Tuesday, 26 March 2013
Door mat.
So you'll either read this title and think WTF is she writing about now or you're dumb enough to think I am actually going to spend my time writing about door mats. Either way you're stupid. Just kidding, I love you... so carry on reading. So while i'm sitting here 'resting up' I thought i'd do something a little more active, okay active isn't the word but i'm not about to sit here going through all the different words I know to find the right one. Sitting here scrolling through Facebook, I see people, people who were my friends, people who are my friends, people who I dislike, people who probably dislike me, people who I love and people who just don't bother.
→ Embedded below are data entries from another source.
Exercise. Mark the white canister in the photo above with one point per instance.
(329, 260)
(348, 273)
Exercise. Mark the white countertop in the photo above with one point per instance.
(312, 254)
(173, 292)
Through the past five years of my life, I have gone through stages. Times where I disliked myself, times I thought I wasn't good enough, times I thought no-one was good enough for me and times where I thought i'd never be good enough for anyone else. And it's because of these people, these people who treat others like a 'door mat'. The people who walk into your life, get you hooked and then one day just walk on out. The ones who can't be bothered, the ones who are just simply pricks and the ones where you never really found the answer. Why as people do we think we can play with other peoples feelings? Why do we stop bothering with others? Why does everything have to be done on our terms? We are selfish that's why. Human beings are selfish. We just have different ways of expressing it. Some of us, just act upon what will make us happy, others will act in a way that will make themselves and others happy. My point is why be so selfish? What do we gain? You treat someone like shit, they treat you like shit. It's an on going game which never really stops just dies out over time. A year can change everything. 365 days 52 weeks 12 months 1 year. At the beginning someone could be your best friend by the end they could be almost a stranger. I walk past people who were my best friends and I wonder if we were to talk what would we say? would it be awkward? would it be fine? would we argue? Or would it just be silent? But life is too short for what ifs. So for that reason, I walk by I smile and I get on with my day. The people who treat you like a door mat, aren't worth your time or thoughts. They waste your time and damage the person you are, so stop wasting your time and start making the most out of the people who are worth your time, the people who want to see you smile and laugh, the people who care.